О том, как прошла операция по задержанию похитителей, Ковров мельком узнал от Мальцевой в тот же вечер понедельника, а уж в подробностях она расписала всё ему через три дня, в четверг, когда пришла сказать, что сотрудничество Коврова с ОГПУ окончено и он может возвращаться в Ленинград. Женщина была в приподнятом настроении, отношениями с Гершиным она давно тяготилось, а тут такой удобный случай подвернулся, любовничек сидел в камере и выдавал всех подряд, в том числе своих подельников на советско-персидской границе и в Польше. Правда, о том, из-за чего его задержали, ничего полезного он не сказал, имени продавца не знал, те, кто хотели купить золотишко и камушки, находились в Варшаве и для ОГПУ были недосягаемы. Но главная подозреваемая и так была поймана, точнее — уничтожена, её подельник, Карлас Кальманис, пока что отпирался и валил всё на своего начальника, Генриха Лациса, погибшего героической смертью от руки преступницы.
— И всё же не пойму, душа моя, — Ковров сидел в кресле в халате и шлёпанцах, посасывая кубинскую сигару, — зачем ей нужно было его убивать? Взяла бы спокойно камушки, и сбежала ранним утром, так нет, она его дождалась.

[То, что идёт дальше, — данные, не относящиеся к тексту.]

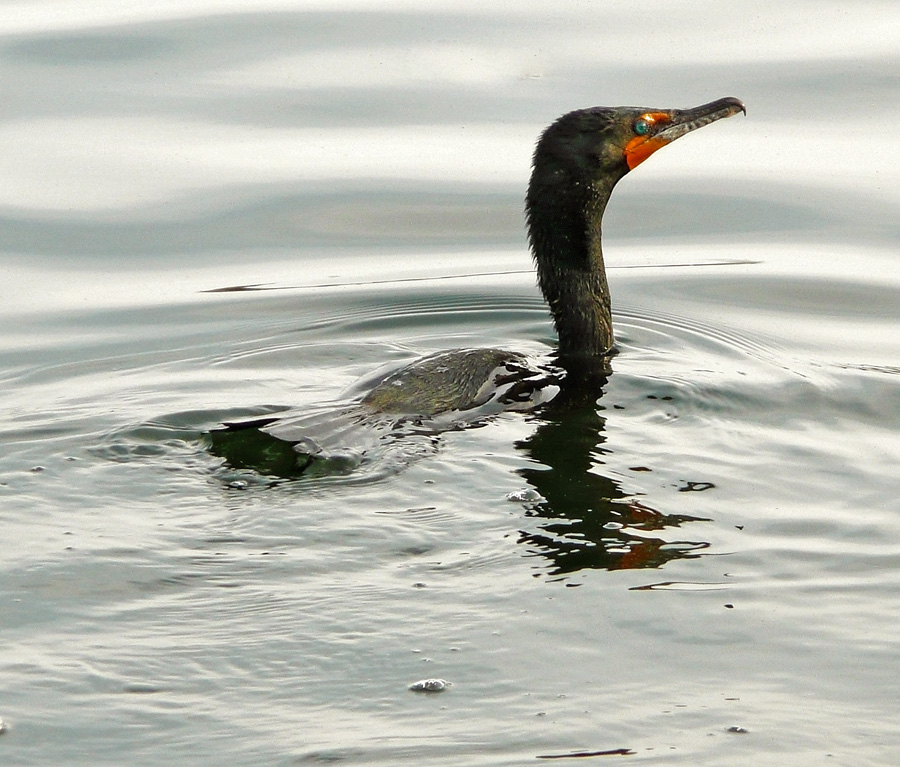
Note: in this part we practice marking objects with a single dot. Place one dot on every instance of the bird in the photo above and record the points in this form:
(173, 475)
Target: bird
(577, 162)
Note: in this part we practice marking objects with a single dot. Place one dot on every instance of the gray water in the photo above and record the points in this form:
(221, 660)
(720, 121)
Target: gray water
(702, 571)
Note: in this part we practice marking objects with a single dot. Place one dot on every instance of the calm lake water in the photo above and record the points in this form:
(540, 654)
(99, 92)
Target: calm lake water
(705, 570)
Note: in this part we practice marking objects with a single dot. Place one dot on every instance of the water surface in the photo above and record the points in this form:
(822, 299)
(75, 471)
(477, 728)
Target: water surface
(703, 569)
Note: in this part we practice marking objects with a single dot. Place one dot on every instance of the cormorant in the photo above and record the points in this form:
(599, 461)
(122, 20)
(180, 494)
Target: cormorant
(577, 162)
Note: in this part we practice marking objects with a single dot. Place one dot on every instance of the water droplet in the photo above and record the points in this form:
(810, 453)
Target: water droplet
(429, 685)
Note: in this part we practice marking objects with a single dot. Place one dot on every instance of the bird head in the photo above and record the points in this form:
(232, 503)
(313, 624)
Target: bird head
(602, 144)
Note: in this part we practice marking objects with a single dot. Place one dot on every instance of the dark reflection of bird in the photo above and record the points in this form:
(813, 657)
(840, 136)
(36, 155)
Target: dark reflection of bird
(577, 163)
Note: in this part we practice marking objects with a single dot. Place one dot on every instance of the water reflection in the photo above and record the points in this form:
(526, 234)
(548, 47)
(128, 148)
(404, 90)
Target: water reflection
(588, 521)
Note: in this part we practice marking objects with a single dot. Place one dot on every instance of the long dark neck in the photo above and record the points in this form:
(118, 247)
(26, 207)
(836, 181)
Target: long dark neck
(564, 228)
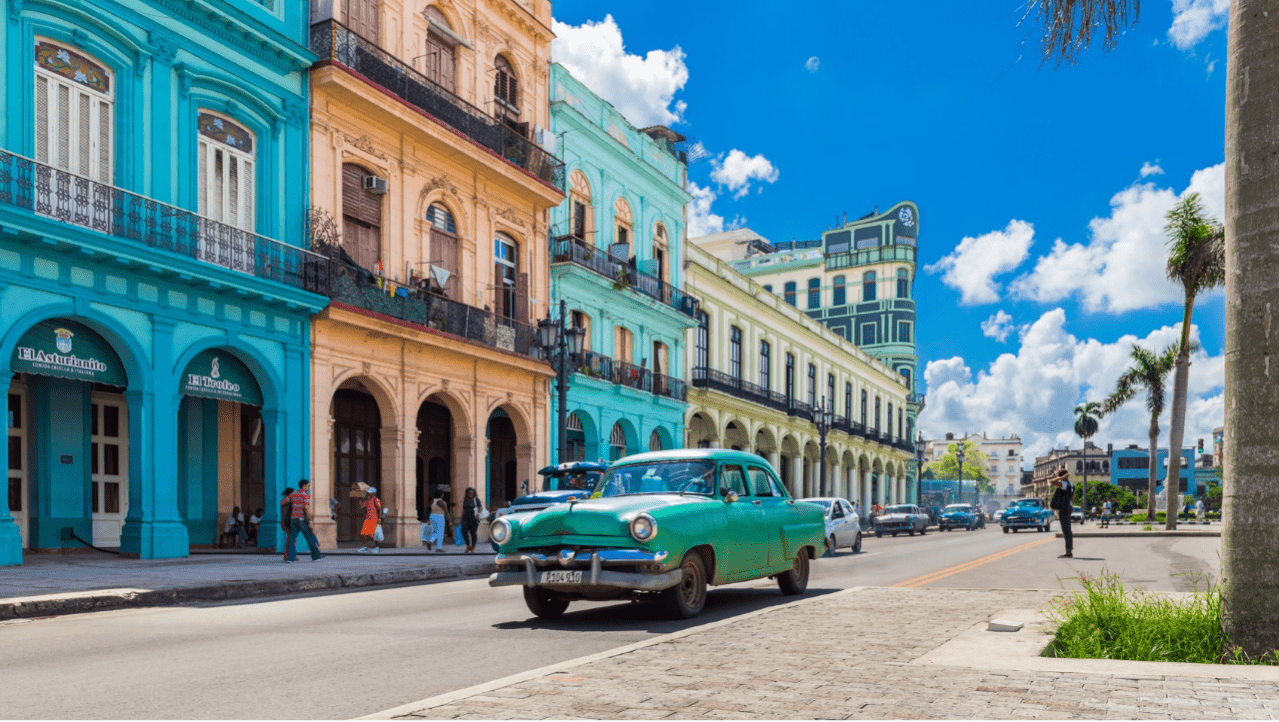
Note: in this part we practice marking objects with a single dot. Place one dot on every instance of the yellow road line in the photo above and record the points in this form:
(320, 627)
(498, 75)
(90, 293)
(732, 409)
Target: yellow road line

— Ничего ты не понимаешь, — модистка-сексот курила папиросу через серебряный мундштук, — машинистка сказала, что между ними была любовная связь, вот она его напоследок и пришила, может, он догадываться начал, или бросить хотел.
— Так значит это всё же он был Разумовским?
— Он, кто же ещё, выправил комнату для встреч. Только дело прошлое, никто ворошить его не будет. Погиб на рабочем месте, хотел вывести воровку на чистую воду, а было у них что или нет, какая теперь разница, драгоценности-то нашли.
По мнению Коврова, разница была, и существенная. Мальцева показала ему фотографии сокровищ, вынесенных из Гохрана Шестопаловой, и сразу бросилась в глаза разница между тонкими искусными вещицами, которые доставал из тайника Радкевич, и массивными, но совершенно обычными украшениями, добытыми уборщицей. Максимум золота, крупные, часто дешёвые камни, много жемчуга и эмали. Хоть на вес получилось почти полпуда, на миллион рублей они никак не тянули. Максимум тысяч на сто пятьдесят.